Vivek --

If you could let people know what version of postgres, and which OS, it might 
help.

A guess: the planner sees that there are very few rows and decides that a 
sequential scan is faster (this is because a sequential scan on a table with 
only a few rows is probably done in one operation; retrieving index values and 
the actual data rows involves more trips to disk, potentially. You could test 
this by turning off seq scan as a user option and re-running the query.

I note that it is casting "vivek" as text and the underlying column varchar; in 
earlier versions of postgres this might cause a mismatch and confuse the 
planner; try casting as "WHERE username = 'vivek'::varchar" and see if that is 
an improvement.

HTH,

Greg Williamson
DBA
GlobeXplorer LLC

-----Original Message-----
From:   [EMAIL PROTECTED] on behalf of [EMAIL PROTECTED]
Sent:   Sat 12/2/2006 3:05 AM
To:     pgsql-general@postgresql.org
Cc:     
Subject:        [GENERAL] select query not using index

Dear Friends, 
I have a table as
 \d userpref;
                               Table "public.userpref"
   Column    |          Type          |                   Modifiers
-------------+------------------------+------------------------------------------------
 username    | character varying(101) | not null
 email       | character varying(255) | not null
 context     | character varying(32)  | not null default 'from_box'::character 
varying
 Indexes:
    "userpref_user_idx" btree (username)
Foreign-key constraints:
    "userpref_username_fkey" FOREIGN KEY (username, email) REFERENCES 
users(username, email)

The index was created before the table was populated. There are 3 rows in the 
table for 3 different users. Now when I do a 

EXPLAIN  SELECT * from userpref where username = 'vivek';
                        QUERY PLAN
-----------------------------------------------------------
 Seq Scan on userpref  (cost=0.00..1.26 rows=1 width=349)
   Filter: ((username)::text = 'vivek'::text)

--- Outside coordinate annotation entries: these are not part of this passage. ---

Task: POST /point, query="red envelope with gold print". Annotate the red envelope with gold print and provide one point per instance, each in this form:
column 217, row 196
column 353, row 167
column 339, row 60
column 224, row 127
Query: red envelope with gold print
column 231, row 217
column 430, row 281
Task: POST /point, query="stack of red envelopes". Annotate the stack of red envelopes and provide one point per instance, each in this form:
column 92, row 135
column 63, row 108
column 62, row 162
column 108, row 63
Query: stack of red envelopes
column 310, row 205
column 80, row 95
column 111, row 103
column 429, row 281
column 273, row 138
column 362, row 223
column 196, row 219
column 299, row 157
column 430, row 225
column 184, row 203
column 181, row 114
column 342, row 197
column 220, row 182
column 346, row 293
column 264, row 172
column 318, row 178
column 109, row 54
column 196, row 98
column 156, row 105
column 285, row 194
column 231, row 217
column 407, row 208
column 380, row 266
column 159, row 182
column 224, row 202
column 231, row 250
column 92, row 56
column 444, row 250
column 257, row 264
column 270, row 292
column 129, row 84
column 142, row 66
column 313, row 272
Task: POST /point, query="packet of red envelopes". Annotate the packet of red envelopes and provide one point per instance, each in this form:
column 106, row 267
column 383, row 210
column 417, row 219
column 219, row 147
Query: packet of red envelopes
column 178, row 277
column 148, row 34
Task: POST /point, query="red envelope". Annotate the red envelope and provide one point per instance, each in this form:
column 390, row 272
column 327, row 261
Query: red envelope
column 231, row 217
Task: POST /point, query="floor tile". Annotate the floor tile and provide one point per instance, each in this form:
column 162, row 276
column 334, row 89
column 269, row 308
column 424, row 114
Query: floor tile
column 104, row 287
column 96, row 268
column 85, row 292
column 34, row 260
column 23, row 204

EXPLAIN ANALYZE  SELECT * from userpref where username = 'vivek';
                                             QUERY PLAN
----------------------------------------------------------------------------------------------------
 Seq Scan on userpref  (cost=0.00..1.04 rows=1 width=70) (actual 
time=0.060..0.071 rows=1 loops=1)
   Filter: ((username)::text = 'vivek'::text)
 Total runtime: 0.216 ms
(3 rows)


It shows seq scan . It is not using the index perhaps. But I fail to understand 
why does it not use the index created? I have tried vacuuming the database, 
reindexing the table, running analyze command. 
Can anyone tell me what am I doing wrong?






With warm regards.

Vivek J. Joshi.

[EMAIL PROTECTED]
Trikon Electronics Pvt. Ltd.

All science is either physics or stamp collecting.